Where to find this presentation:
Send questions to msaleem[at]tribune.com or msaleem[at]chicagonow.com.
How do you leverage on-site search?
Topher: I look at them a lot. They’re not as accurate as we’d like them to be, but we’re fixing that. We use them to find what users are looking for and fixing those places where there are holes.
Rochelle uses it as indicators for where navigation has failed. Brent agrees that it’s a usability metric more than an SEO one.
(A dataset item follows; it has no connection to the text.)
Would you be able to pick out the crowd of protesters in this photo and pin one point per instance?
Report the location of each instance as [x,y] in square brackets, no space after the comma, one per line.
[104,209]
[I'm skipping a couple of very specific questions.]
The inevitable Rupert Murdoch question: What are your thoughts of the value of search engine traffic?
Rochelle: We do a poor job of taking advantage of people who are coming in from search but we’re doing a lot of testing right now to do better. She thinks they need to fix how they monetize people.
Brent: We need to monetize much more heavily than the first page view. Instead it could be the first three to five page views.
Topher: Murdoch’s bluffing. The man is never going to pull his content out of any index. That said, I never want anyone to be a lifelong searcher for CNN. I want them to search once or twice and then after that come to CNN first for breaking news.
Brent thinks Topher is wrong about Murdoch. He thinks that newspaper mindsets are that they really only need one-third of their traffic.
Topher: The only reason WSJ works is because it’s niche. Dead tree media needs to go away.